Mengamalkan ajaran-ajaran mereka itu tidak sebatas maksiat biasa, karena hal itu pun sudah masuk kepada wilayah kekufuran. Ibnu Al Qudamah dalam Al Mughni (2/2172) mengatakan,”Bagitu juga (dihukumi murtad, bagi mereka yang mengingkari) dasar-dasar Islam seperti zakat, puasa, haji, karena dalil yang menunjukkan fardhunya amalan-amalan itu hampir tidak bisa dihitung dan ijma’ pun menyatakan hal yang serupa”.
Ibnu Hazm menyebutkan dalam Maratib Al Ijma’,sesuai dengan nukilan Ibnu Al Qathan Al Fasi dalam Al Iqna’ fi Masa’il Al Ijma (1/126): “Umat bersepakat, barang siapa beriman kepada Allah dan Rasulnya, serta hal-hal yang dibawanya yang dinukil secara mutawatir darinya dan tidak ragu dalam masalah tauhid atau kenabian beliau serta tiap-tiap huruf dari hal-hal yang beliau bawa yang dinukil secara mutawatir. Dan barang siapa menolak sesuatu dari hal-hal yang telah kami sebutkan atau ragu atasnya dan mati kadalam keadaan itu, maka ia telah kafir dan kekal di neraka”.
Kesimpulannya, bahwa ijma’ telah menyatakan bahwa hal-hal yang dinukil secara mutawatir dalam Islam seperti kewajiban shalat, zakat, haji, termasuk khabar yang menyatakan bahwa Rasulullah adalah nabi terakhir atau yang lain, wajib diimani. Dan barang siapa yang menolak maka ia telah kafir.

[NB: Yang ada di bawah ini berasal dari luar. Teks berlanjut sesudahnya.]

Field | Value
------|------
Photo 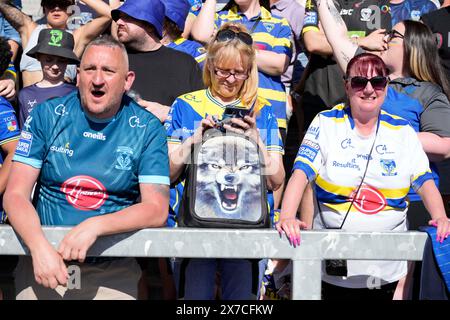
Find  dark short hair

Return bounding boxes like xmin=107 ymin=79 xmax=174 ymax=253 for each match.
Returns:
xmin=0 ymin=37 xmax=12 ymax=76
xmin=41 ymin=0 xmax=75 ymax=8
xmin=345 ymin=53 xmax=388 ymax=78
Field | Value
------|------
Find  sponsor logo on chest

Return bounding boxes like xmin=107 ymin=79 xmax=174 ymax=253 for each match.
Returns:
xmin=60 ymin=175 xmax=108 ymax=211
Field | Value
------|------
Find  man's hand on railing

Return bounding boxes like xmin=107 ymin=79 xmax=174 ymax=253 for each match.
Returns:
xmin=31 ymin=244 xmax=69 ymax=289
xmin=58 ymin=219 xmax=98 ymax=262
xmin=428 ymin=217 xmax=450 ymax=243
xmin=275 ymin=213 xmax=308 ymax=247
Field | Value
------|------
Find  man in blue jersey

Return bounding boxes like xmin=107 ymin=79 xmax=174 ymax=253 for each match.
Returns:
xmin=4 ymin=37 xmax=169 ymax=299
xmin=161 ymin=0 xmax=206 ymax=69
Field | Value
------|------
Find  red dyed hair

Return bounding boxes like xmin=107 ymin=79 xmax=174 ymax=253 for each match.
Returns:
xmin=345 ymin=53 xmax=388 ymax=78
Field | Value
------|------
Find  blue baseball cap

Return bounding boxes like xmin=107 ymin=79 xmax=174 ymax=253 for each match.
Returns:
xmin=111 ymin=0 xmax=165 ymax=38
xmin=161 ymin=0 xmax=190 ymax=30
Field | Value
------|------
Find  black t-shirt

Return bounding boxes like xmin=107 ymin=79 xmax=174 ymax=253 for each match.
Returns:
xmin=128 ymin=46 xmax=204 ymax=106
xmin=302 ymin=0 xmax=391 ymax=112
xmin=421 ymin=6 xmax=450 ymax=81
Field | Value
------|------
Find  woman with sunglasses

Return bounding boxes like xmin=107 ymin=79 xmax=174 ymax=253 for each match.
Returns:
xmin=191 ymin=0 xmax=292 ymax=146
xmin=319 ymin=0 xmax=450 ymax=254
xmin=276 ymin=53 xmax=450 ymax=300
xmin=165 ymin=23 xmax=284 ymax=300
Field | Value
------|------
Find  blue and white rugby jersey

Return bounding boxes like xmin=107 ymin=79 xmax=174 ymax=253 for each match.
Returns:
xmin=167 ymin=37 xmax=206 ymax=69
xmin=14 ymin=91 xmax=170 ymax=225
xmin=294 ymin=104 xmax=432 ymax=288
xmin=187 ymin=0 xmax=203 ymax=16
xmin=0 ymin=97 xmax=20 ymax=224
xmin=215 ymin=6 xmax=292 ymax=128
xmin=164 ymin=89 xmax=284 ymax=227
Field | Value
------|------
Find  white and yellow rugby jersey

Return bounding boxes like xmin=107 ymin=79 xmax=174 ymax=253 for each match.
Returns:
xmin=294 ymin=104 xmax=432 ymax=288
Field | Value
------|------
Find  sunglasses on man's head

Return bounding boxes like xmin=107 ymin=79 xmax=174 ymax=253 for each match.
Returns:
xmin=345 ymin=76 xmax=389 ymax=91
xmin=216 ymin=29 xmax=253 ymax=46
xmin=385 ymin=29 xmax=405 ymax=42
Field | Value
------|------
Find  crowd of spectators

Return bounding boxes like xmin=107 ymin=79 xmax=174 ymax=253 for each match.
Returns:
xmin=0 ymin=0 xmax=450 ymax=299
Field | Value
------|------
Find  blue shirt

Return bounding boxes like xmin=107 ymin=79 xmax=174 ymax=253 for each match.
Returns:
xmin=14 ymin=92 xmax=170 ymax=225
xmin=188 ymin=0 xmax=203 ymax=16
xmin=215 ymin=6 xmax=292 ymax=128
xmin=167 ymin=38 xmax=206 ymax=69
xmin=0 ymin=97 xmax=20 ymax=223
xmin=164 ymin=89 xmax=284 ymax=226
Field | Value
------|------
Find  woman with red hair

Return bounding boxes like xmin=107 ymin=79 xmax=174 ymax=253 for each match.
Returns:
xmin=277 ymin=53 xmax=450 ymax=300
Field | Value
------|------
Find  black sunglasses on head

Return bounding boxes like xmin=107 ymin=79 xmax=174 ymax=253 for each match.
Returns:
xmin=345 ymin=76 xmax=389 ymax=91
xmin=385 ymin=29 xmax=405 ymax=42
xmin=216 ymin=29 xmax=253 ymax=46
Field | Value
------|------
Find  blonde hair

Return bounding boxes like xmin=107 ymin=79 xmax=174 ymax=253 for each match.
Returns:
xmin=203 ymin=22 xmax=258 ymax=108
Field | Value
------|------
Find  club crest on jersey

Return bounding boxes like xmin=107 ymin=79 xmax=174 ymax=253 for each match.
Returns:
xmin=23 ymin=116 xmax=33 ymax=131
xmin=27 ymin=99 xmax=37 ymax=109
xmin=114 ymin=146 xmax=134 ymax=171
xmin=361 ymin=8 xmax=372 ymax=22
xmin=341 ymin=138 xmax=354 ymax=149
xmin=411 ymin=10 xmax=420 ymax=21
xmin=6 ymin=120 xmax=17 ymax=131
xmin=128 ymin=116 xmax=146 ymax=128
xmin=263 ymin=22 xmax=275 ymax=32
xmin=380 ymin=159 xmax=397 ymax=176
xmin=55 ymin=103 xmax=69 ymax=117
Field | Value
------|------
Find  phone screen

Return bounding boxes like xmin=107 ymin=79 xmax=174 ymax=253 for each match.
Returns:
xmin=222 ymin=107 xmax=251 ymax=120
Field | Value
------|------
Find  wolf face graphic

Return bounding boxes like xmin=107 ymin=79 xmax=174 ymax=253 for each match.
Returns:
xmin=195 ymin=136 xmax=261 ymax=222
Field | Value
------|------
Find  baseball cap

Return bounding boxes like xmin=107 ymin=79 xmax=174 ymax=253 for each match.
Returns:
xmin=111 ymin=0 xmax=165 ymax=38
xmin=26 ymin=28 xmax=80 ymax=64
xmin=161 ymin=0 xmax=189 ymax=30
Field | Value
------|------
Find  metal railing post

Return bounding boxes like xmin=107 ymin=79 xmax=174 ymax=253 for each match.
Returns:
xmin=291 ymin=260 xmax=322 ymax=300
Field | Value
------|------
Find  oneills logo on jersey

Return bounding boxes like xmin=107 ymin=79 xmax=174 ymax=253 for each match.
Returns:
xmin=83 ymin=131 xmax=106 ymax=141
xmin=351 ymin=184 xmax=386 ymax=214
xmin=60 ymin=176 xmax=108 ymax=211
xmin=50 ymin=142 xmax=73 ymax=157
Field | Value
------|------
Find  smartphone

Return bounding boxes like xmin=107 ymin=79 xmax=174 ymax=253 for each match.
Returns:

Berpedoman dari dalil-dalil di atas maka tidak ada yang perlu dipermasalahkan dalam fatwa MUI, karena pendapat lembaga ini sesuai dengan nash Al Quran, Sunnah dan Ijma. Kalau sudah masuk ranah ijma’ maka tidak mungkin terjadi kesalahan atau kesesatan karena Rasulullah sendiri bersabda:” Sesungguhnya umatku tidak akan bersepakat dalam kesesatan”. Hadist ini mencapai derajat mutawatir dari segi makna menurut Al Fahru Ar Razi dalam Al Mahshul (1/35), juga Al Khatib Al Baghdadi dalam Faqih wa Al Mutafaqqih (2/167).
Jika pengkafiran terhadap mereka yang menyelisihi pokok-pokok agama Islam tidak mungkin sesat, maka tentu para pembaca bisa menilai, siapa yang sesat sebenarnya, MUI atau pihak yang “menyesatkan” MUI? Wallahu’alam bishowab.